Sentire le voci è un manuale scritto nel 2013 da Cristina Contini, una donna che ha fatto un’esperienza diretta in merito all’udire le voci. Nel libro, oltre a raccontare la sua storia, viene analizzato il fenomeno attraverso pareri e testimonianze, fornendo valide strategie per gestire e dominare le voci.
Avendo l’autrice imparato a controllare al meglio le sue voci ha deciso di raccogliere in questo libro le sue considerazioni affinché possano essere d’aiuto ad altri uditori. Contini ha cominciato a sentire le voci all’età di diciannove anni in seguito a un grave incidente che prima le ha causato un’emorragia cranica e poi l’ha portata in coma.
«Esse hanno sicuramente alterato in maniera importante gli equilibri della mia vita di giovane donna, in procinto di iniziare con sano entusiasmo la propria vita adulta, fatta di famiglia-casa-lavoro. Nonostante tale sovvertimento, non mi sono mai ritrovata schiava delle voci, né ho dovuto farle tacere attraverso farmaci o tantomeno psicofarmaci.»

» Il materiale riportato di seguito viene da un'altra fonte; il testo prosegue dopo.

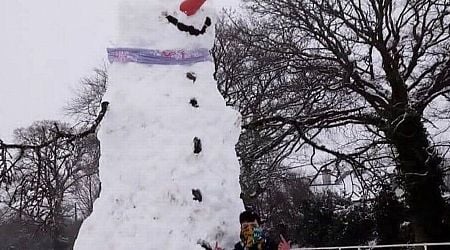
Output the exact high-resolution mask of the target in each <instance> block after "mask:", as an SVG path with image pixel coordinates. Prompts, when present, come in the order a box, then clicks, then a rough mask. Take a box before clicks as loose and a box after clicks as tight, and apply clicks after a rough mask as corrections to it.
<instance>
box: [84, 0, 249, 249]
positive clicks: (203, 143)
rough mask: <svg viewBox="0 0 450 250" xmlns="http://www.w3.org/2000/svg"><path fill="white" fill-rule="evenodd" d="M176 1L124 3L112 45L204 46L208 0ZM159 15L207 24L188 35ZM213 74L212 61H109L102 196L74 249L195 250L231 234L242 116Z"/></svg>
mask: <svg viewBox="0 0 450 250" xmlns="http://www.w3.org/2000/svg"><path fill="white" fill-rule="evenodd" d="M179 3H180V1H178V0H159V1H156V0H153V1H143V0H142V1H139V0H133V1H129V0H128V1H123V3H122V4H120V11H119V28H118V33H117V37H116V40H115V45H116V46H117V47H132V48H146V49H153V50H159V51H162V50H174V49H197V48H207V49H208V48H210V47H211V46H212V42H213V38H214V29H213V27H214V18H215V9H214V8H212V4H213V1H210V0H209V1H207V2H206V3H205V4H204V5H203V7H202V8H201V9H200V10H199V11H198V12H197V14H196V15H194V16H190V17H188V16H186V15H185V14H184V13H182V12H180V11H179ZM166 15H172V16H174V17H176V18H178V20H179V21H180V22H183V23H185V24H189V25H193V26H195V27H202V25H203V23H204V20H205V18H206V17H210V18H212V20H213V24H212V25H211V26H210V27H209V28H208V29H207V32H206V33H205V34H204V35H200V36H191V35H189V34H188V33H186V32H181V31H180V30H178V29H177V27H175V26H174V25H172V24H170V23H169V22H168V20H167V19H166ZM213 71H214V65H213V63H212V61H210V60H209V61H204V62H200V63H196V64H190V65H170V66H167V65H147V64H137V63H113V64H112V65H111V66H110V68H109V72H108V73H109V79H110V81H109V88H108V90H107V93H106V94H105V97H104V100H105V101H108V102H110V105H109V110H108V112H107V114H106V116H105V119H104V120H103V122H102V125H101V128H100V131H99V137H100V141H101V160H100V179H101V181H102V189H101V195H100V198H99V199H98V200H97V201H96V202H95V204H94V212H93V214H92V215H91V216H90V217H89V218H88V219H87V220H86V221H85V222H84V223H83V225H82V227H81V230H80V233H79V235H78V239H77V241H76V243H75V249H78V250H80V249H81V250H85V249H96V250H101V249H108V250H113V249H158V250H160V249H167V250H169V249H177V250H179V249H186V250H188V249H203V248H202V247H201V246H200V245H199V244H198V242H199V240H205V241H206V242H209V243H210V244H215V242H216V241H217V242H218V243H219V244H220V245H221V246H222V247H226V248H227V249H230V248H232V245H234V243H235V242H236V241H238V240H239V221H238V217H239V213H240V212H241V211H242V209H243V205H242V203H241V200H240V199H239V194H240V187H239V164H238V160H237V157H236V152H235V148H234V146H235V144H236V143H237V140H238V137H239V134H240V116H239V114H238V113H237V112H236V111H234V110H233V109H232V108H230V107H226V106H225V102H224V100H223V98H222V96H221V95H220V94H219V92H218V90H217V87H216V83H215V81H214V80H213V77H212V75H213ZM187 73H193V74H195V77H196V80H195V81H193V80H192V79H188V78H187ZM193 99H195V100H196V101H197V104H198V107H197V105H193V104H192V101H191V100H193ZM194 138H198V139H200V141H201V146H202V147H201V149H202V150H201V152H200V153H194ZM193 190H196V191H200V192H201V196H202V200H201V201H198V200H194V199H193V198H194V197H193ZM197 193H198V192H197Z"/></svg>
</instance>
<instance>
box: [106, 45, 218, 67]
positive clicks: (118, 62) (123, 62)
mask: <svg viewBox="0 0 450 250" xmlns="http://www.w3.org/2000/svg"><path fill="white" fill-rule="evenodd" d="M107 51H108V60H109V62H110V63H113V62H118V63H127V62H135V63H142V64H160V65H187V64H194V63H198V62H205V61H211V56H210V54H209V50H208V49H191V50H185V49H176V50H152V49H140V48H108V49H107Z"/></svg>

A partire dalla propria esperienza Cristina ha fondato l’associazione “Sentire le voci”. Come si può leggere in questo libro, ci sono diversi motivi per cui possono insorgere le voci: il riaffiorare di traumi o violenze sessuali, abusi fisici, divorzi, malattie di persone care, aborti, disturbo post-traumatico da stress, lutti, abuso di droghe, ricoveri e il coma.
In Italia il fenomeno delle “allucinazioni uditive” (questo è il termine scientifico) non è per niente approfondito, infatti non si trovano molte informazioni in merito. Contini in questo ha fatto un lavoro degno di nota.
La scelta di Cristina di iniziare il libro con la sua testimonianza diretta mette il lettore subito sullo stesso livello. Più avanti l’autrice sottolinea l’importanza di trovare un significato dietro le voci per poter comprendere il trauma passato che è la prima causa all’origine del fenomeno.
In questo è indispensabile dare valore al vissuto dell’uditore, oltre un punto di vista prettamente psichiatrico e medicalizzante:
«Quando si parla di uditori di voci si parla di malattia mentale e di sintomi. Una classificazione di sintomi in psichiatria riporta sempre a un nome di malattia. Malattia mentale significa disagio mentale, un disagio che si tende a mantenere o cronicizzare e non cambiare. […] L’uditore non si ammala per colpa sua, ma perde l’equilibrio di fronte a fenomeni disarmanti come le voci. Il categorizzarlo in uno stato di malattia mentale comporta come colpevole conseguenza una fragilità destinata a trasformarsi gradualmente da acuta a cronica. […] La medicina non vuole guardare la realtà di certi fenomeni con occhi diversi dalla scienza». Pag. 105-125-128.
Il concetto su cui insiste nel libro è proprio questo, ossia quale tipo di contributo può offrire la psichiatria rispetto alle voci e quanto è rimasta indietro rispetto ai mezzi che può mettere a disposizione. A considerare questo fenomeno come patologico nella maggior parte dei casi non sono solo gli psichiatri ma anche i familiari. Allora la comunicazione diventa veramente difficile. Non v’è aiuto se non si parte prima di tutto dall’ascolto. Gli psicofarmaci non sono l’unica soluzione perché, se non si fa un lavoro di approfondimento sulle voci, il soggetto non potrà capirne il senso, farle proprie e ritrovare il proprio equilibrio.
Il passo successivo è trovare una “strategia di affrontamento” basata sui desideri dell’uditore. Frequentemente si pensa che l’uditore abbia come massima aspirazione quella di eliminare le voci: magari questo rassicurerebbe parecchio i familiari – che hanno assistito a lungo alla medicalizzazione del proprio figlio – eppure non è sempre così. L’uditore custodisce le sue voci buone instaurando con esse una relazione duratura e con un lavoro psicologico è in grado di renderle una risorsa.
Tutto grazie a colloqui di affrontamento e ai gruppi di auto-mutuo-aiuto di uditori che possono condividere le loro esperienze e i loro vissuti con altre persone che sentono le voci.
Durante questo processo con le voci si giunge ad un punto in cui l’uditore si deve separare da esse, le quali avevano confuso e si erano appropriate della sua identità. La difficoltà alla base è l’espressione delle emozioni e dei sentimenti che ne conseguono, forse inaccettabili per la coscienza. L’obiettivo è il superamento della fragilità mentale per fronteggiare le difficoltà e trasformare l’ipersensibilità in una ricchezza che renda l’uditore unico nel suo genere rispetto a chi voci non ne sente.